Informations sur l'animal


*Nom:* CHANCE
*Type:* Oiseau
						
						
*Âge:* 2 ans 11 mois 
*Compatible :* 
						
						
						
						 Non déterminé.
						





Situation actuelle


*Lieu :* 91 - Essonne
*Situation :* En famille d'accueil








Conditions


*Covoiturages :* Acceptés
*Familles d'accueil:* Souhaitées





 Bonjour,

J'ai trouvé un pigeon jeune en danger au sol sur le trottoir près du métro à Paris, non blessé, mais malheureusement son nid est beaucoup beaucoup trop haut. J'ai hésité avant de le le prendre mais voyant que le lendemain il se cachait sous une voiture, je n'ai plus hésité et voilà il est chez une connaissance ( je suis dans l'incapacité de pouvoir le prendre) depuis maintenant près de deux semaines. Il a donc aujourd'hui plus d'un mois, seulement elle est en appartement, a des chats et ne peut plus le garder.
Ce que l'on voudrait c'est quelqu'un qui pourrait l'accueillir très peu de temps, juste le temps qu'il ne s'envole pas je ne sais où effrayé, et qui ensuite puisse le lâcher mais qu'il puisse revenir au besoin si il a faim. Qu'il ait un point de chute.

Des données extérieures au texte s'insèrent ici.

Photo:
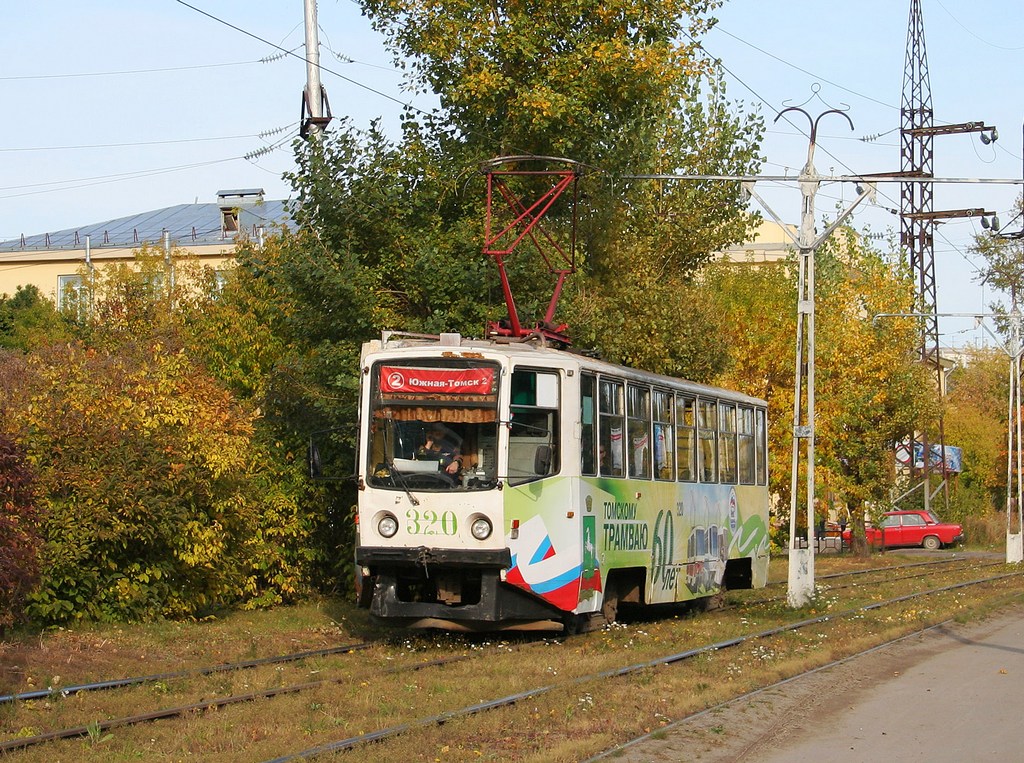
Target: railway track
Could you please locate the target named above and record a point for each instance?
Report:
(116, 683)
(386, 732)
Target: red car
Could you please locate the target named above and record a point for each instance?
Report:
(916, 527)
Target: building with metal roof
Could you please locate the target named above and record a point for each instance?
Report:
(209, 231)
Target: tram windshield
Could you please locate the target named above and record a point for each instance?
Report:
(433, 425)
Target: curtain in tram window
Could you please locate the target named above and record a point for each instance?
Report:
(446, 415)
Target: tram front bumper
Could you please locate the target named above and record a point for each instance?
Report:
(451, 588)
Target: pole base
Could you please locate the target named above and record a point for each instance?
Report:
(1015, 548)
(801, 577)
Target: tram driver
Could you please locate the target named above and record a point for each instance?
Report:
(440, 448)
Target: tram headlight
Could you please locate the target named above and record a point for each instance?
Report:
(387, 525)
(480, 528)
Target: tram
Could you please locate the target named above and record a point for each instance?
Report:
(508, 484)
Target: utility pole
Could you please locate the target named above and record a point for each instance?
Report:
(801, 582)
(315, 108)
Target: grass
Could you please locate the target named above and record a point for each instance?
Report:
(577, 718)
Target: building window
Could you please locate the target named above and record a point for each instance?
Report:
(72, 295)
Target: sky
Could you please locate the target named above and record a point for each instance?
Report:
(116, 108)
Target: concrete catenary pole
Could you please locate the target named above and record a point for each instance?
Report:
(315, 112)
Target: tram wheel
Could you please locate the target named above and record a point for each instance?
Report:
(609, 607)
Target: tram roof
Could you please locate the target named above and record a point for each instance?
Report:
(398, 343)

Voilà j'espère ne pas trop en demander. Cela fait quelques semaines que cela me tracasse.
A votre bon coeur !

Séverine

----------


## Aniky

il peut être déposé à la SPOV (metro chatillon+ bus 10min) ou a maison alfort.

----------


## L'arche de Bagheera

Bonjour, 
Avez vous trouvé une solution ?

----------


## sev93

Non malheureusement

----------


## doriant

Bonjour sev93. Que devient ce pigeon ?

----------